Ordinary differential equations.

Extended by the types of ODEs, e.g. IVPs, BVPs. This class describes systems of irst order ordinary differential equations (ODEs),

\[\dot y(t) = f(t, y(t)), \quad t \in [t_0, T].\]

It provides options for defining custom right-hand side (RHS) functions, their Jacobians and closed form solutions.

Parameters:
  • timespan ((float, float)) – Time span of IVP.
  • rhs (callable, signature: (t, y, **kwargs)) – RHS function \(f : [t_0, T] imes \mathbb{R}^d \rightarrow \mathbb{R}^d\) of the ODE system.
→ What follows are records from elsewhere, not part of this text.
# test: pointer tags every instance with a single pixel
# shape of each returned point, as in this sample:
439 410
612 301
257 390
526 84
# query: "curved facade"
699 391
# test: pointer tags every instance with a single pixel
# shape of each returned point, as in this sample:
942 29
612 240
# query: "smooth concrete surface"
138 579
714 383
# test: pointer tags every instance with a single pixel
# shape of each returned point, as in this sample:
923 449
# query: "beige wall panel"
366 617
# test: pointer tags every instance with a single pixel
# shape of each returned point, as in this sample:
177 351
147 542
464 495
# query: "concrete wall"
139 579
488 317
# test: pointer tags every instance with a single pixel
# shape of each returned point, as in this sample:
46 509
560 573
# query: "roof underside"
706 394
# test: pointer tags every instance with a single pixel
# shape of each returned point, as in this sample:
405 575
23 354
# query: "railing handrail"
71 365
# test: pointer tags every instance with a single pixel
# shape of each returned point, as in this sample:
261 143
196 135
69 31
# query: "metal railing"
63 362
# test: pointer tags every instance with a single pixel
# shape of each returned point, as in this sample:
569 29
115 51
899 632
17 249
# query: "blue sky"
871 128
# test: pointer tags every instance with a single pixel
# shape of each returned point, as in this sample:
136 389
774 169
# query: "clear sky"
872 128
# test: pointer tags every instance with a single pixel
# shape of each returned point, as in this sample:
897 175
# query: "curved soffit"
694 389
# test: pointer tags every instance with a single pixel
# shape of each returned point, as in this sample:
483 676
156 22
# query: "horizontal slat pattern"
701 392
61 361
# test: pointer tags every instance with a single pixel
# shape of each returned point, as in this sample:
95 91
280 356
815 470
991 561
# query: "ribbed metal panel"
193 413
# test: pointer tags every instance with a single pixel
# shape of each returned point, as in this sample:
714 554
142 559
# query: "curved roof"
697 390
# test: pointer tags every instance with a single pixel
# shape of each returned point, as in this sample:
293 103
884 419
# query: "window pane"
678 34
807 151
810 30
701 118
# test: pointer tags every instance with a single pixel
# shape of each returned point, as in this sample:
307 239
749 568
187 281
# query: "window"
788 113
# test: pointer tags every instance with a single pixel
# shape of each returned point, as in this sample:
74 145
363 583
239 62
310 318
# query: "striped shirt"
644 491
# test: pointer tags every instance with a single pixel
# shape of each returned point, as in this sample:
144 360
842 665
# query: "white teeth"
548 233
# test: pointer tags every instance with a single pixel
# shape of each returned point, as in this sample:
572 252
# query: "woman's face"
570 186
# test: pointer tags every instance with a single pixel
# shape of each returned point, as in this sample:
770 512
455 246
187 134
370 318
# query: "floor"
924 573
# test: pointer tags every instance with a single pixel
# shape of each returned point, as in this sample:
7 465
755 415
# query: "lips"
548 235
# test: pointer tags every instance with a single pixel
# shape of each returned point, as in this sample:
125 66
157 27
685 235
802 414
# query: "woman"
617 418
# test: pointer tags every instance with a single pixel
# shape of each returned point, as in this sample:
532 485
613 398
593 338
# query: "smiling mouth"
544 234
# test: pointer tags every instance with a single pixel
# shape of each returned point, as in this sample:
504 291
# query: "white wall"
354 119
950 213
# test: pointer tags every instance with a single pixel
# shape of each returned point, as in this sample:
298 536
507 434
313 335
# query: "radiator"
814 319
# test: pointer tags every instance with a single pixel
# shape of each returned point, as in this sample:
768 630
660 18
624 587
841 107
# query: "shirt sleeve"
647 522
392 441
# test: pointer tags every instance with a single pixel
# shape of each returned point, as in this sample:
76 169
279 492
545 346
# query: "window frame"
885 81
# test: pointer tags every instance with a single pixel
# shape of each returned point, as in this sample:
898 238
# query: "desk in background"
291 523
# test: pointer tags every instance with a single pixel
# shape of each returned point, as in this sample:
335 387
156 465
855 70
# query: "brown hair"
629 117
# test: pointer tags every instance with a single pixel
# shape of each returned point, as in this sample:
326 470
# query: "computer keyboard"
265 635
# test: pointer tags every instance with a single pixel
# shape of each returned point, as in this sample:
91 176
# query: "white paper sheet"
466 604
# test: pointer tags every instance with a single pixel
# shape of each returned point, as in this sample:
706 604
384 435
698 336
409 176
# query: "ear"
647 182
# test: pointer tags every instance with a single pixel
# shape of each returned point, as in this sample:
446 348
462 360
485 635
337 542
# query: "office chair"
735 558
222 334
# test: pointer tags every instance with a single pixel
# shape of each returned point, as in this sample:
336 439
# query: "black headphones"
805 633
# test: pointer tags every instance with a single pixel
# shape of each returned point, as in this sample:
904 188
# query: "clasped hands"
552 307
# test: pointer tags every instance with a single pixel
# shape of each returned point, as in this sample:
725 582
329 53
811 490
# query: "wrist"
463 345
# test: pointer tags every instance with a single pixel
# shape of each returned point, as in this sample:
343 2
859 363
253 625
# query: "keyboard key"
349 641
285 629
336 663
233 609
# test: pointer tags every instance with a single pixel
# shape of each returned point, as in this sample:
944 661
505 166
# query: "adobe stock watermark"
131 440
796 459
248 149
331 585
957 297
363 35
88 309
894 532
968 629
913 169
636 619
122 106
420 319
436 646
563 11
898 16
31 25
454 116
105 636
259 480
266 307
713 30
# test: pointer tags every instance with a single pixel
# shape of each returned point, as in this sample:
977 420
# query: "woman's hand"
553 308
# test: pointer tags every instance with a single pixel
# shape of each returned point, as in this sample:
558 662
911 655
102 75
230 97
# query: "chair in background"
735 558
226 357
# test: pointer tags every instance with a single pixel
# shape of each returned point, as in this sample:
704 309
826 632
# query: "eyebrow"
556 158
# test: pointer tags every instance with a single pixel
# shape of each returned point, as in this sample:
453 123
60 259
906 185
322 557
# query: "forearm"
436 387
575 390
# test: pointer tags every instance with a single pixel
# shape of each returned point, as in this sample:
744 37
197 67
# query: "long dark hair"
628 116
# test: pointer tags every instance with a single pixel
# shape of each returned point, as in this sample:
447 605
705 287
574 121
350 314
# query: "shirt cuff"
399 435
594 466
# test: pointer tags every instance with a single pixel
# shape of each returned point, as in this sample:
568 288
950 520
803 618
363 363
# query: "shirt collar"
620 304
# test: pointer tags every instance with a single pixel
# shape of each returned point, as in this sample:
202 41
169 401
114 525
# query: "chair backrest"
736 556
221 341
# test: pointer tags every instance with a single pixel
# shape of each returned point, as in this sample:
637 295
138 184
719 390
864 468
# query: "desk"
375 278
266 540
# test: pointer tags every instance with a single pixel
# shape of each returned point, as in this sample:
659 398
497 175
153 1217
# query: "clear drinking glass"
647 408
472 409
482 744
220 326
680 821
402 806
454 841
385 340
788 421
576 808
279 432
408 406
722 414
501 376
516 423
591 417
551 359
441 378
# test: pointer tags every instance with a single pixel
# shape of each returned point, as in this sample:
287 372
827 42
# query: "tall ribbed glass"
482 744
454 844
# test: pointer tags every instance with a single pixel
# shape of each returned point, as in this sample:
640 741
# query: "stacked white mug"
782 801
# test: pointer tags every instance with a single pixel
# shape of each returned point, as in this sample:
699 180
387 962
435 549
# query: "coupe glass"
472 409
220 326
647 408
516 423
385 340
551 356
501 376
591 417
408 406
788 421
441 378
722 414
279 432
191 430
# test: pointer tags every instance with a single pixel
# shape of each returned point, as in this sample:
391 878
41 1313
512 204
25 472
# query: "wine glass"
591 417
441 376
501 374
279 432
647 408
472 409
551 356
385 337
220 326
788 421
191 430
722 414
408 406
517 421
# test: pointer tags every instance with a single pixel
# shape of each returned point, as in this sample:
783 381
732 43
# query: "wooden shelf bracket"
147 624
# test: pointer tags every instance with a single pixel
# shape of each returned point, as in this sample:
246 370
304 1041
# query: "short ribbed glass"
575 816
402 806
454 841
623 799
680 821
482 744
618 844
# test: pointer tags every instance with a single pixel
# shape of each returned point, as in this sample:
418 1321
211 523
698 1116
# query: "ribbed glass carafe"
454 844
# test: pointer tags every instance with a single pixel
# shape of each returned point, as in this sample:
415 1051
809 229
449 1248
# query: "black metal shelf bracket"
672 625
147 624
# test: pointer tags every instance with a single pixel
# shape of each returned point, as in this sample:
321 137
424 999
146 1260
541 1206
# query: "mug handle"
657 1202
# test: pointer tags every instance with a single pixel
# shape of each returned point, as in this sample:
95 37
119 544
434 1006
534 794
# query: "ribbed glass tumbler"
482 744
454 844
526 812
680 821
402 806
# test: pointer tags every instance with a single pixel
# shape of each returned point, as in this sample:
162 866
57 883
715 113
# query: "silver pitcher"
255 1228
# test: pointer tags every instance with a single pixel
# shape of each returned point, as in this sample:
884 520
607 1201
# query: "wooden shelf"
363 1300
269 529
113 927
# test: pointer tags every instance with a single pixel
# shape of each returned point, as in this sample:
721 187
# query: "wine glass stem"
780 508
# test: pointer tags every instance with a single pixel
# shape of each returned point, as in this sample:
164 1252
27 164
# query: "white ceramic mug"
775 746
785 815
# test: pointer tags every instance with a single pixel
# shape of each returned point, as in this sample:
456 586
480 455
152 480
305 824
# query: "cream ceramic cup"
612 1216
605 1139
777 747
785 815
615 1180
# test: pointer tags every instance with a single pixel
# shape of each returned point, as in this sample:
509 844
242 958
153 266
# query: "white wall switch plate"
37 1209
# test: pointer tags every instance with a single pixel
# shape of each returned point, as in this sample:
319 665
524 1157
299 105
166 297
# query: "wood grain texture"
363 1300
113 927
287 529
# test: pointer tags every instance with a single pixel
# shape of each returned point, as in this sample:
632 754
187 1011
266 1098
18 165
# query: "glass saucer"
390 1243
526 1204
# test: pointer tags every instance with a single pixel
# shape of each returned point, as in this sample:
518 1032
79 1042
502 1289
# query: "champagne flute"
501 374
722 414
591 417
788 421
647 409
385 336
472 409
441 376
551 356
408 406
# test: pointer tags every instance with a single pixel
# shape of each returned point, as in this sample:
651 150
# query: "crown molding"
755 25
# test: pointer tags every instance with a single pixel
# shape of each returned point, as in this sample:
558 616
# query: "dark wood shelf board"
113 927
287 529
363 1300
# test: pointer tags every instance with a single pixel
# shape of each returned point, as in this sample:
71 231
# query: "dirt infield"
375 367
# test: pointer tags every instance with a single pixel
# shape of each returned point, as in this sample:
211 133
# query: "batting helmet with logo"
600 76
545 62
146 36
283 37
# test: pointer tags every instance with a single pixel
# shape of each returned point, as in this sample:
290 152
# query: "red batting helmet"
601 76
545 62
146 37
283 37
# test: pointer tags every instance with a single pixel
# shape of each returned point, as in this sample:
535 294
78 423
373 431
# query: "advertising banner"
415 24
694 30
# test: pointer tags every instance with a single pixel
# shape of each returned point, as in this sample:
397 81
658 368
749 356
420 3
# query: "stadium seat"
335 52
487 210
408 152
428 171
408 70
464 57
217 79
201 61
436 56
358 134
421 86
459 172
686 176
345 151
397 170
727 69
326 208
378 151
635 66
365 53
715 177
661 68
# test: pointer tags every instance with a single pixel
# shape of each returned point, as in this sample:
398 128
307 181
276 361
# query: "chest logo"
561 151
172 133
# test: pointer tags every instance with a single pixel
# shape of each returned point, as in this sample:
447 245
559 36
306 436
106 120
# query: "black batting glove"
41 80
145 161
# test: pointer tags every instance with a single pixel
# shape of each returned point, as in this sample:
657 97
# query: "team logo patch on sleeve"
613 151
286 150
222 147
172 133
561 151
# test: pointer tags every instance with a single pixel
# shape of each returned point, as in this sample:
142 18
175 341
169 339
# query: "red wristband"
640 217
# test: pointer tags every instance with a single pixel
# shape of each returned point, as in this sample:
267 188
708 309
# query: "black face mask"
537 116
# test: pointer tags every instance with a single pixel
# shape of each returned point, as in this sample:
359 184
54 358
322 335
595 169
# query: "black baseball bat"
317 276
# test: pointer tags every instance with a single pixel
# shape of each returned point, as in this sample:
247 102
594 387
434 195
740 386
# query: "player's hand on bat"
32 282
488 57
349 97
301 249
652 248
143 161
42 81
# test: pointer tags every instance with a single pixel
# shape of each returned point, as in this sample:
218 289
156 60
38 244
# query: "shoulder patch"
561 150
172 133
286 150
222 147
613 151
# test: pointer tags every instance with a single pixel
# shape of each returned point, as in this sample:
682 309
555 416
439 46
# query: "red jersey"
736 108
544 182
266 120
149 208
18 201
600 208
As such it takes a float and an np.ndarray of shape (d,) and returns a np.ndarray of shape (d,). As of now, no vectorization is supported (nor needed).
  • jac (callable, signature: (t, y, **kwargs), optional) – Jacobian of RHS function \(J_f : [0, T] \times \mathbb{R}^d \rightarrow \mathbb{R}^d\) of the ODE system. As such it takes a float and an np.ndarray of shape (d,) and returns a np.ndarray of shape (d,). As of now, no vectorization is supported (nor needed).
  • sol (callable, signature: (t, **kwargs), optional) – Solution of the ODE system. Only well-defined in subclasses like IVP or BVP.

See also

IVP
Extends ODE for initial value problems.

Attributes Summary

ndim Abstract, in order to force subclassing.
t0
timespan Returns \((t_0, T)\) as [self.t0, self.tmax].
tmax

Methods Summary

__call__(t, y, **kwargs) Piggybacks on self.rhs(t, y).
hessian(t, y, **kwargs) Hessian of model function f.
jacobian(t, y, **kwargs) Jacobian of model function f.
rhs(t, y, **kwargs) Evaluates model function f.
solution(t, **kwargs) Solution of the IVP.

Attributes Documentation

ndim

Abstract, in order to force subclassing.

t0
timespan

Returns \((t_0, T)\) as [self.t0, self.tmax]. Mainly here to provide an interface to scipy.integrate. Both \(t_0\) and \(T\) can be accessed via self.t0 and self.tmax respectively.

tmax

Methods Documentation

__call__(t, y, **kwargs)[source]

Piggybacks on self.rhs(t, y).

hessian(t, y, **kwargs)[source]

Hessian of model function f.

For \(d=3\), the Hessian \(H_f(t, y) \in \mathbb{R}^{3 \times 3 \times 3}\) is expected be evaluated as

\[H_f(t, y) = \left[H_{f_1}(t, y), H_{f_2}(t, y), H_{f_3}(t, y) \right]^\top\]

since for any directions \(v_1, v_2\) the outcome of \(H_f(t_0, y_0) \cdot v_1 \cdot v_2\) is expected to contain the incline of \(f_i\) in direction \((v_1, v_2)\).

jacobian(t, y, **kwargs)[source]

Jacobian of model function f.

rhs(t, y, **kwargs)[source]

Evaluates model function f.

solution(t, **kwargs)[source]

Solution of the IVP.